TOON-MCP is a Model Context Protocol server that automatically converts verbose JSON structures into Token-Optimized Object Notation (TOON), reducing token consumption in AI-assisted development workflows by up to 60%. Designed for developers working with large codebases, complex API responses, and data-heavy MCP tool integrations.

创建于 11/17/2025
更新于 29 days ago
Repository documentation and setup instructions

TOON-MCP: Token-Optimized Object Notation

License: MIT Python 3.10+ MCP

TOON-MCP is a Model Context Protocol server that automatically converts verbose JSON structures into Token-Optimized Object Notation (TOON), reducing token consumption in AI-assisted development workflows by up to 60%.

🚀 Features

  • Smart Compression: Automatic pattern detection and intelligent JSON optimization
  • Token Monitoring: Real-time tracking of conversation token usage with optimization recommendations
  • MCP Integration: Seamless integration with Claude and other MCP clients
  • Lossless Conversion: Perfect round-trip conversion between JSON and TOON
  • Auto-Optimization: Proactive conversion of tool outputs for maximum efficiency
  • Pre-commit Hooks: Scan code for JSON and suggest TOON conversions
  • Context Management: Monitor and optimize token usage across conversations

📊 Quick Example

Original JSON (142 tokens):

{
  "id": 12345,
  "name": "John Doe",
  "email": "john@example.com",
  "type": "user",
  "status": "active",
  "metadata": {
    "created_at": "2025-01-01T00:00:00Z",
    "updated_at": "2025-01-15T10:30:00Z"
  }
}

TOON Format (68 tokens, 52% reduction):

{"_toon":"1.0","d":{"i":12345,"n":"John Doe","eml":"john@example.com","t":"user","s":"active","meta":{"ca":"2025-01-01T00:00:00Z","ua":"2025-01-15T10:30:00Z"}}}

📦 Installation

Prerequisites

  • Python 3.10 or higher
  • pip package manager

Quick Install

# Clone the repository
git clone https://github.com/aj-geddes/toon-context-mcp.git
cd toon-context-mcp

# Install TOON-MCP
cd mcp-server-toon
pip install -e .

Docker Installation

TOON-MCP can be run in a Docker container for easy deployment and isolation:

# Clone the repository
git clone https://github.com/aj-geddes/toon-context-mcp.git
cd toon-context-mcp/mcp-server-toon

# Build the Docker image
docker build -t toon-mcp-server:latest .

# Run with Docker
docker run -i toon-mcp-server:latest

# Or use Docker Compose
docker-compose up -d

Note: The Docker image uses Debian-based Python (python:3.10-slim) for optimal performance, not Alpine.

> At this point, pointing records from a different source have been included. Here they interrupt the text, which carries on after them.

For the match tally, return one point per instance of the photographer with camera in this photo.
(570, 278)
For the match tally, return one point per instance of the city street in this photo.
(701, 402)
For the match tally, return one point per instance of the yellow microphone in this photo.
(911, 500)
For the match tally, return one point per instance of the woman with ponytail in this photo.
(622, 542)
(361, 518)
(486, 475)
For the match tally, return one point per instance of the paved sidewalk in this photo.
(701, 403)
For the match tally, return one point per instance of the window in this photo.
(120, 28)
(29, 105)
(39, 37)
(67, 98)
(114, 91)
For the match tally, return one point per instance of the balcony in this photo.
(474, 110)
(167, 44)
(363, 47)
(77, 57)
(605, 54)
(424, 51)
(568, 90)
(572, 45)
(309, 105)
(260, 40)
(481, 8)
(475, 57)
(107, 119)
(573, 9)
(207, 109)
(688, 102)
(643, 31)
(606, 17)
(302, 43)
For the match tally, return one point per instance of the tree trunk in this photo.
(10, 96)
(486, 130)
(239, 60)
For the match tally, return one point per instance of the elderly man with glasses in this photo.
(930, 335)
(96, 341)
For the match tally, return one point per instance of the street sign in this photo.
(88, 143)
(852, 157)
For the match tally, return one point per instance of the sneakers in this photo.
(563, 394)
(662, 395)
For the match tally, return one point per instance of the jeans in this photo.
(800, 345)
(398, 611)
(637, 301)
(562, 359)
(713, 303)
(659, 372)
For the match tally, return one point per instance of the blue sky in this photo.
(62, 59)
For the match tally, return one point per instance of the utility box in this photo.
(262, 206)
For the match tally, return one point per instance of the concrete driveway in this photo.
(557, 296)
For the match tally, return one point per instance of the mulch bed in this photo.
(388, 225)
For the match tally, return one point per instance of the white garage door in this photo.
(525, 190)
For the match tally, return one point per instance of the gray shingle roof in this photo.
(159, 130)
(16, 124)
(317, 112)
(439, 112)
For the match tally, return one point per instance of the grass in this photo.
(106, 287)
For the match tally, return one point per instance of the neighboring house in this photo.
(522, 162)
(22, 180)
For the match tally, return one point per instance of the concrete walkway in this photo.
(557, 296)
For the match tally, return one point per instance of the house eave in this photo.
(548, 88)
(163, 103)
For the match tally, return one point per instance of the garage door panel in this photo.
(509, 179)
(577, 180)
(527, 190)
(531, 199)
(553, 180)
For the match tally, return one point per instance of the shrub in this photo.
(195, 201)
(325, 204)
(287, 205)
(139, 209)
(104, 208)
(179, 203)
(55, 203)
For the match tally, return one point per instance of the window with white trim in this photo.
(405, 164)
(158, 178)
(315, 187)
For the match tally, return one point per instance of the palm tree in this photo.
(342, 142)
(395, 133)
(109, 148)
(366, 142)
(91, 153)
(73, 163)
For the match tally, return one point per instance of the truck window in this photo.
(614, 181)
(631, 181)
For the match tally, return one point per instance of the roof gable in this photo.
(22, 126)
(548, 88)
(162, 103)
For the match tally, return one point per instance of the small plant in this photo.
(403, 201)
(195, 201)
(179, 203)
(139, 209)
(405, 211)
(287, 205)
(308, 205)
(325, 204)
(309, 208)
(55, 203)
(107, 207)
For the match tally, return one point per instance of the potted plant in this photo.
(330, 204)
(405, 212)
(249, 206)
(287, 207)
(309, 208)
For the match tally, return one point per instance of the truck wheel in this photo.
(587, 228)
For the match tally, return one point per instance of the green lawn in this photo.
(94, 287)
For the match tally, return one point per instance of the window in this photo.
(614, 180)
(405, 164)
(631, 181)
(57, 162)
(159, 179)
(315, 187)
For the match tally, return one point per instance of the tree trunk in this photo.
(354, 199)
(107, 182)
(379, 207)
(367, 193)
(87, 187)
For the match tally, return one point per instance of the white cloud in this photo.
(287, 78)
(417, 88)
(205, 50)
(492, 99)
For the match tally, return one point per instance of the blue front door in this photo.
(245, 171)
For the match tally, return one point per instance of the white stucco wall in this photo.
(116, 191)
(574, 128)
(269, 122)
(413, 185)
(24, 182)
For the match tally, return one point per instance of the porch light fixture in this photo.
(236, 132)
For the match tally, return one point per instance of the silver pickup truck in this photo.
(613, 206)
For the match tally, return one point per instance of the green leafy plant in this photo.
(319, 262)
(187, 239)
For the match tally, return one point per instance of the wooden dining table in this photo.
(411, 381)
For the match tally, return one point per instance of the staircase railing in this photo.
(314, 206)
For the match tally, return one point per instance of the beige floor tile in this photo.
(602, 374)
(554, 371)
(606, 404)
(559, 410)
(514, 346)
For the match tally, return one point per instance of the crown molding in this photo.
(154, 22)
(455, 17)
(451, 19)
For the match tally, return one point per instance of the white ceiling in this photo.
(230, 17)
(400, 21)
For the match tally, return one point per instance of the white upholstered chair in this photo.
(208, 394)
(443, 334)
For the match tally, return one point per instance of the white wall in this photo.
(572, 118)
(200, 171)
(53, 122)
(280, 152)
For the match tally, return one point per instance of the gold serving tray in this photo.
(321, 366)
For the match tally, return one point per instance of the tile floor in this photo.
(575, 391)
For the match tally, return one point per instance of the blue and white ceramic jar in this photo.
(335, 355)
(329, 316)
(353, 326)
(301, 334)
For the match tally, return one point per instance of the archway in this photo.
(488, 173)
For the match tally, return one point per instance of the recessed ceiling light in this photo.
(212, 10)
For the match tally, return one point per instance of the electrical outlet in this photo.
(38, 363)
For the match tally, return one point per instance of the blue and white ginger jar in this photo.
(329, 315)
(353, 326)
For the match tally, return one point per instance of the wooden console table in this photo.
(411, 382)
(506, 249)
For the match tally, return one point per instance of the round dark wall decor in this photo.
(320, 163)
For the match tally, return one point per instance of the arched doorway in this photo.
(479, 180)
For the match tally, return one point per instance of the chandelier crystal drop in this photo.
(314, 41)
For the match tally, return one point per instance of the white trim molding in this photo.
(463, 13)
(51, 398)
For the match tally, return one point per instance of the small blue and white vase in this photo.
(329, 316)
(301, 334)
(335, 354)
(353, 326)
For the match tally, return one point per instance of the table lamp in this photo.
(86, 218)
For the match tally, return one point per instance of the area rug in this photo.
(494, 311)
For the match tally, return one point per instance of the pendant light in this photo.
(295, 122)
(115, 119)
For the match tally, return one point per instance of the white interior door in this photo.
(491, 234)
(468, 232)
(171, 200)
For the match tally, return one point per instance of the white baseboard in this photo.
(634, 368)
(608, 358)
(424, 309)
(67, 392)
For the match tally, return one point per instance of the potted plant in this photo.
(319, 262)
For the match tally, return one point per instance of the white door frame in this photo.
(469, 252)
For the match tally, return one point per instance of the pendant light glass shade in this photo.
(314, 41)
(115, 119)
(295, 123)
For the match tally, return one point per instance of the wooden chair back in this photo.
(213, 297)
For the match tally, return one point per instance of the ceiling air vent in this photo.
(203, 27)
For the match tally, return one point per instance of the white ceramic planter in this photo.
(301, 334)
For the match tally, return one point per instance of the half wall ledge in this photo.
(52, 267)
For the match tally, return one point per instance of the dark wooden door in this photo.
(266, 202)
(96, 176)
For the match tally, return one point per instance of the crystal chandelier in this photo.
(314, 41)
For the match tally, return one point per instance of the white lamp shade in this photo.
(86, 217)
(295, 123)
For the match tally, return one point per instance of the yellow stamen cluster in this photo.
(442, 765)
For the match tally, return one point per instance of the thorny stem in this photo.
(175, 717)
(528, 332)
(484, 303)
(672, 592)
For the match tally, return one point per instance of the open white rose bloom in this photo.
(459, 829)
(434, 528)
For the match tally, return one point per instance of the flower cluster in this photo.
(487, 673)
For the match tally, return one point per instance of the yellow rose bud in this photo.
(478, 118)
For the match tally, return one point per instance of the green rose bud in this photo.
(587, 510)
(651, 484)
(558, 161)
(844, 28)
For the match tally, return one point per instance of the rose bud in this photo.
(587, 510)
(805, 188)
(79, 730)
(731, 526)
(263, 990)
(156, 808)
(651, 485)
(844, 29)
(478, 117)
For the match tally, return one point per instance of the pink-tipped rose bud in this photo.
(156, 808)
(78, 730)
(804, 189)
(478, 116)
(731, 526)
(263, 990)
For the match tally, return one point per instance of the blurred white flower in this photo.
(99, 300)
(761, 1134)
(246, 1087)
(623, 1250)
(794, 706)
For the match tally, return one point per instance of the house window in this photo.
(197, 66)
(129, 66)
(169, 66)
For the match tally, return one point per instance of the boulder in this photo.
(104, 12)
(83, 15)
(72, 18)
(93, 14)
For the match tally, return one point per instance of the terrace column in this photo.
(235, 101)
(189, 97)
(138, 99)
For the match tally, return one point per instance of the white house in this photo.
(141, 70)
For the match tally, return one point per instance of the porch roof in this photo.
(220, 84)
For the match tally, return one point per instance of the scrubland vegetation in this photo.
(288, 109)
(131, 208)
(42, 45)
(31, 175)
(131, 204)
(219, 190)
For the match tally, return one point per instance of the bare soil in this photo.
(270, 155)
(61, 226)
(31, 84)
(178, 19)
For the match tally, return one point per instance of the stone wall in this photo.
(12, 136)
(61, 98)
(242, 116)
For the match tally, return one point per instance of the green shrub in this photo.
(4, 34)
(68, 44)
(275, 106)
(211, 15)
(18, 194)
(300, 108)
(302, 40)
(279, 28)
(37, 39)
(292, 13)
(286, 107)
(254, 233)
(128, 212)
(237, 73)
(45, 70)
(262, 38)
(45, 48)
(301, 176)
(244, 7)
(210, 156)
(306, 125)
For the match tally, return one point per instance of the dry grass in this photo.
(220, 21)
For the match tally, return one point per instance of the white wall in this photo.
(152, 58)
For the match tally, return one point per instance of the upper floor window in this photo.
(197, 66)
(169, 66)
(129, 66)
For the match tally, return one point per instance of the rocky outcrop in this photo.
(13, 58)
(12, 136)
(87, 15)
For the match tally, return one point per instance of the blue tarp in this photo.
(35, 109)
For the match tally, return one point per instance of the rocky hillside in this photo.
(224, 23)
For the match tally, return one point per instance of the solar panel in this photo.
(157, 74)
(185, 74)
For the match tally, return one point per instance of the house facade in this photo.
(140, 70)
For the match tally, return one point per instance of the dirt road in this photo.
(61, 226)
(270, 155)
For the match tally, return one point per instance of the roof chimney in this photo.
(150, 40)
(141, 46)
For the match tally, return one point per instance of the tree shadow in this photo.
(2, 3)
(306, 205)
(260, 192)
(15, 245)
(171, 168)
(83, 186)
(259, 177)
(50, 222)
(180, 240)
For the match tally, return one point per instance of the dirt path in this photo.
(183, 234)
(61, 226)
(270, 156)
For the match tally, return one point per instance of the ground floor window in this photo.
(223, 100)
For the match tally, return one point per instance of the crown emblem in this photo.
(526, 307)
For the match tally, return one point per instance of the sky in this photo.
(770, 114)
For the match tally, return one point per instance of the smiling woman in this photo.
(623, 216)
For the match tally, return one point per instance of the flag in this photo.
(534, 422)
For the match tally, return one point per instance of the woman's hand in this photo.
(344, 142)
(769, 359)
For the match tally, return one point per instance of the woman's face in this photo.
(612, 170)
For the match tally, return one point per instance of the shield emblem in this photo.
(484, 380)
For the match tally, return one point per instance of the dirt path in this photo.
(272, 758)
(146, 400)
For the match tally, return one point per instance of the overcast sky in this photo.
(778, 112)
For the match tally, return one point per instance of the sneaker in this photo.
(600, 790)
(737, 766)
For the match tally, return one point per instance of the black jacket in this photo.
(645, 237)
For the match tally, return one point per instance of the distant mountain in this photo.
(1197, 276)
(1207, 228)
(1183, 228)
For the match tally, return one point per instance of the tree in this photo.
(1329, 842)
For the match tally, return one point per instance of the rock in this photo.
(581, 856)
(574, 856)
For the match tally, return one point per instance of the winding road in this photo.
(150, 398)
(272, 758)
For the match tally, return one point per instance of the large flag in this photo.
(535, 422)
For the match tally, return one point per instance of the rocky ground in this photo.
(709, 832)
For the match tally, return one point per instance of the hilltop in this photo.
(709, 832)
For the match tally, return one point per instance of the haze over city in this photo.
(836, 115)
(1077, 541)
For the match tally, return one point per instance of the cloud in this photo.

For MCP integration with Docker, update your Claude Desktop config to use the containerized server:

{
  "mcpServers": {
    "toon": {
      "command": "docker",
      "args": ["run", "-i", "toon-mcp-server:latest"]
    }
  }
}

MCP Configuration

Add to your Claude Desktop config (~/.config/Claude/claude_desktop_config.json):

{
  "mcpServers": {
    "toon": {
      "command": "python",
      "args": ["-m", "src.server"],
      "cwd": "/path/to/toon-context-mcp/mcp-server-toon"
    }
  }
}

🎯 Project Structure

toon-context-mcp/
├── mcp-server-toon/          # Phase 1: Core MCP Server
│   ├── src/
│   │   ├── toon_converter.py  # Core TOON logic
│   │   ├── server.py          # MCP server
│   │   └── patterns.py        # Pattern detection
│   ├── tests/
│   │   └── test_conversions.py
│   ├── pyproject.toml
│   └── README.md
├── claude-code-integration/   # Phase 2: Claude Code Integration
│   ├── auto_converter.py      # Auto-conversion system
│   └── example_generator.py   # TOON example generator
├── context-manager/           # Phase 3: Context Manager
│   ├── token_monitor.py       # Token usage monitoring
│   ├── tool_output_optimizer.py # Proactive conversion
│   └── mcp_integration.py     # MCP integration helpers
├── docs/                      # Complete Jekyll documentation
│   ├── index.md
│   ├── guides/
│   │   ├── setup.md
│   │   ├── user-guide.md
│   │   └── troubleshooting.md
│   └── api/
│       └── reference.md
└── .git/hooks/
    └── pre-commit              # JSON scanning hook

🔧 Usage

Basic Conversion

from src.toon_converter import convert_json_to_toon, convert_toon_to_json

# Convert to TOON
toon_format = convert_json_to_toon(your_json_data)

# Convert back to JSON
original = convert_toon_to_json(toon_format)

MCP Tools

Use these tools in Claude:

  • convert_to_toon - Convert JSON to TOON format
  • convert_to_json - Convert TOON back to JSON
  • analyze_patterns - Detect optimization patterns
  • get_compression_strategy - Get optimal compression strategy
  • calculate_savings - Calculate token savings
  • batch_convert - Convert multiple JSON objects

Token Monitoring

from context_manager.token_monitor import TokenMonitor

monitor = TokenMonitor(warn_threshold=50000)

# Analyze messages
monitor.analyze_message(message_content, role='user')

# Get metrics
metrics = monitor.get_metrics()
print(f"Total tokens: {metrics.total_tokens:,}")
print(f"Potential savings: {metrics.savings_percent:.1f}%")

Tool Output Optimization

from context_manager.tool_output_optimizer import ToolOutputOptimizer

optimizer = ToolOutputOptimizer(auto_optimize=True, min_savings=15.0)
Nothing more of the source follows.